Pendapat ini juga dipilih oleh sekelompok ulama Salaf, seperti Al-hasan Al-Bashri, Abu Ishaq As-Sabi’i, Umar bin Abdul Aziz dan sebagian ulama Malikiyyah.
Terlepas dari persilihan pendapat di atas, menurut hemat kami, pada kondisi wabah Corona seperti sekarang ini, pendapat Hanafiyyah lebih ashlah (kemaslahatannya lebih besar) untuk diamalkan, karena saat ini, sangat banyak kaum muslimin yang terdampak wabah Corona dari sisi ekonomi.
Mereka tidak hanya membutuhkan beras, tapi membutuhkan sesuatu yang lainnya. Butuh bayar kontrakan, lauk pauk, berobat, bayar cicilan hutang, modal usaha (karena terkena PHK), dan yang lainnya.

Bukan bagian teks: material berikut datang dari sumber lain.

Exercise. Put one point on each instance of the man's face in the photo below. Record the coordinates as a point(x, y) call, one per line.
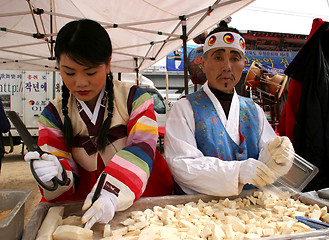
point(223, 68)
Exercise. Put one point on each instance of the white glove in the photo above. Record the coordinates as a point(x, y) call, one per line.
point(278, 155)
point(255, 172)
point(46, 167)
point(102, 210)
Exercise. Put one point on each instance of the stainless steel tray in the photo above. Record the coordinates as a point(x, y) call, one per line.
point(12, 227)
point(41, 210)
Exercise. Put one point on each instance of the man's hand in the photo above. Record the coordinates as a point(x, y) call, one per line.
point(102, 210)
point(255, 172)
point(46, 167)
point(278, 155)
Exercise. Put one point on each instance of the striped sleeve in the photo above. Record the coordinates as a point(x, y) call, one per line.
point(51, 140)
point(132, 165)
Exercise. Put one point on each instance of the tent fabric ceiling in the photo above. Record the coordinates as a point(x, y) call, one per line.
point(142, 31)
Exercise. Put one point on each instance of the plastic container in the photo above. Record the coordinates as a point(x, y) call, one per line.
point(295, 180)
point(12, 227)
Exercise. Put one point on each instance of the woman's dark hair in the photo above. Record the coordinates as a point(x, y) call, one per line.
point(87, 43)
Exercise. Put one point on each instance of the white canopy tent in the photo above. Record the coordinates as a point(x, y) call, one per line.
point(142, 31)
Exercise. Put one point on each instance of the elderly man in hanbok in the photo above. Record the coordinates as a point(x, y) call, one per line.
point(218, 142)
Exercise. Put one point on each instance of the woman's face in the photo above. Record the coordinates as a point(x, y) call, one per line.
point(85, 83)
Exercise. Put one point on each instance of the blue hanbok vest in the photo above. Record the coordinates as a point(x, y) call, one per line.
point(211, 136)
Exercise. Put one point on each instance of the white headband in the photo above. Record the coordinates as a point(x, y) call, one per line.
point(224, 39)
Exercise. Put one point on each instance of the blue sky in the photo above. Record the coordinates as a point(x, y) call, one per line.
point(286, 16)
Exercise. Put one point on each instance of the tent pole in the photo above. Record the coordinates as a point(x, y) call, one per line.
point(184, 38)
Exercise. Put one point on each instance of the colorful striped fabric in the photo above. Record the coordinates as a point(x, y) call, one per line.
point(130, 167)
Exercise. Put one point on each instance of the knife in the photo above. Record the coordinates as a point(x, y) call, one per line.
point(313, 223)
point(32, 146)
point(97, 191)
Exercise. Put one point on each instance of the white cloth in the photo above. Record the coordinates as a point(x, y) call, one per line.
point(194, 172)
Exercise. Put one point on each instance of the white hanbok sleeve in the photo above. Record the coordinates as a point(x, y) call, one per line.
point(194, 172)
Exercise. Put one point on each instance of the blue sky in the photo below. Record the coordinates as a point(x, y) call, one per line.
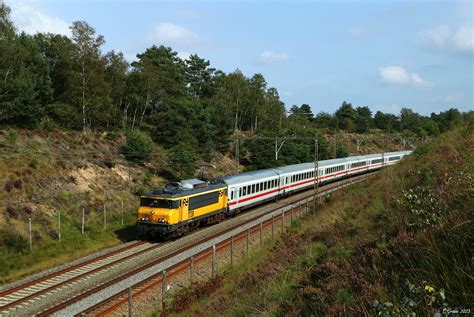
point(384, 54)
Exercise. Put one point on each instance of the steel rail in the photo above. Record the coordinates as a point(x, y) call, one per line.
point(67, 281)
point(89, 292)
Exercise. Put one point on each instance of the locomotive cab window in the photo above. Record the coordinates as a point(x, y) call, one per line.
point(159, 203)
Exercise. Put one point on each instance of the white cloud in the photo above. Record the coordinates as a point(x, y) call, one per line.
point(183, 55)
point(31, 18)
point(173, 35)
point(356, 31)
point(464, 38)
point(454, 97)
point(393, 108)
point(443, 37)
point(273, 57)
point(400, 76)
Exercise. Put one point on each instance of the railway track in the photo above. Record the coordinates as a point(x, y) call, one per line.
point(18, 299)
point(55, 292)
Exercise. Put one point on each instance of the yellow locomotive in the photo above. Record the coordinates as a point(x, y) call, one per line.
point(178, 207)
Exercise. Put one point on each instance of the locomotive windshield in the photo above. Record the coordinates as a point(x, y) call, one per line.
point(158, 203)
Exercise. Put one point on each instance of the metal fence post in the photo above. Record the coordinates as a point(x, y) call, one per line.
point(30, 230)
point(248, 238)
point(83, 218)
point(130, 302)
point(121, 201)
point(283, 221)
point(163, 290)
point(273, 226)
point(232, 251)
point(105, 215)
point(191, 269)
point(59, 225)
point(213, 261)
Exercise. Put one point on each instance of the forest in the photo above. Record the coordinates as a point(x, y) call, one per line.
point(50, 81)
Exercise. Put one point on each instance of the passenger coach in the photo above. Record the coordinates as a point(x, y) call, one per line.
point(182, 206)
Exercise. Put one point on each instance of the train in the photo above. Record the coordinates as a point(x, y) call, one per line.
point(182, 206)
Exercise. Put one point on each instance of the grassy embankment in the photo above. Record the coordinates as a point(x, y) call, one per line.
point(399, 244)
point(47, 171)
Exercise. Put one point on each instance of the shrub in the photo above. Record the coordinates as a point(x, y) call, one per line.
point(16, 243)
point(181, 155)
point(8, 186)
point(11, 212)
point(137, 147)
point(34, 162)
point(17, 184)
point(12, 135)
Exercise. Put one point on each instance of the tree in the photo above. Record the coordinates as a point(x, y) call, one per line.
point(386, 121)
point(200, 77)
point(364, 119)
point(447, 119)
point(410, 120)
point(137, 148)
point(346, 116)
point(325, 120)
point(92, 89)
point(116, 73)
point(25, 85)
point(7, 29)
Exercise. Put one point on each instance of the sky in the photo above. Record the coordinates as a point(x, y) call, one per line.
point(382, 54)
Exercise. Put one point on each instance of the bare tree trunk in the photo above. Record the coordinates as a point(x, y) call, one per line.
point(84, 124)
point(147, 102)
point(125, 117)
point(134, 116)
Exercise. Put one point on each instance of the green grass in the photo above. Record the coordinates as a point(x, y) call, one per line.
point(399, 245)
point(18, 261)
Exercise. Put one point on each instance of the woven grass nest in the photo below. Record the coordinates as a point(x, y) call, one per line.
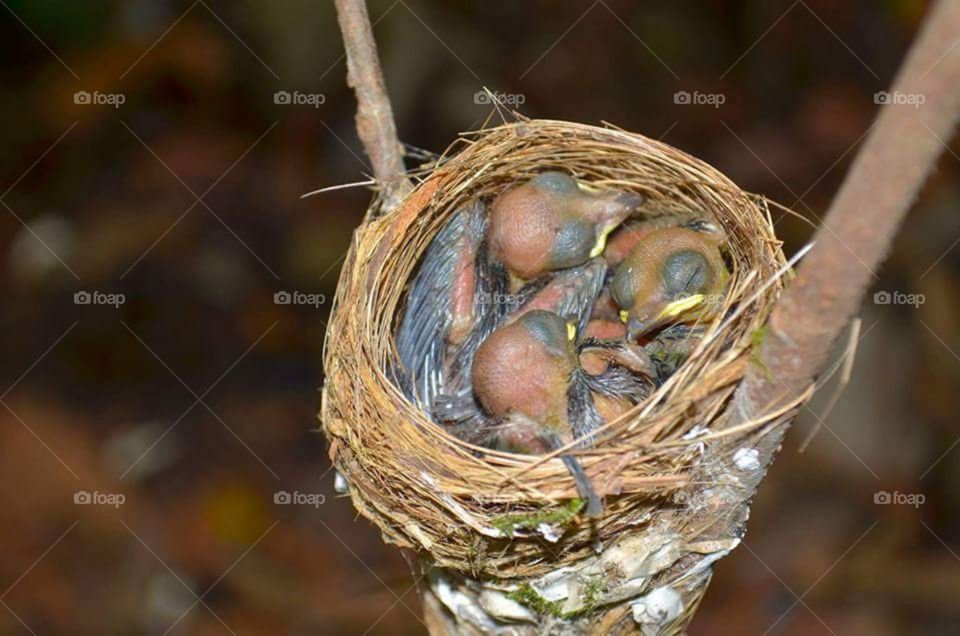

Ketika zakat fitrah dikeluarkan berwujud uang, maka akan mudah untuk dialokasikan kepada kebutuhan-kebutuhan tersebut. Selain itu, penyalurannya juga lebih mudah dan murah. Ingat ! Ada suatu kaidah di dalam agama kita yang menyebutkan, bahwa agama ini dibangun di atas asas “Memperbanyak kemasalahatan dan meminimalisir kemudharatan.”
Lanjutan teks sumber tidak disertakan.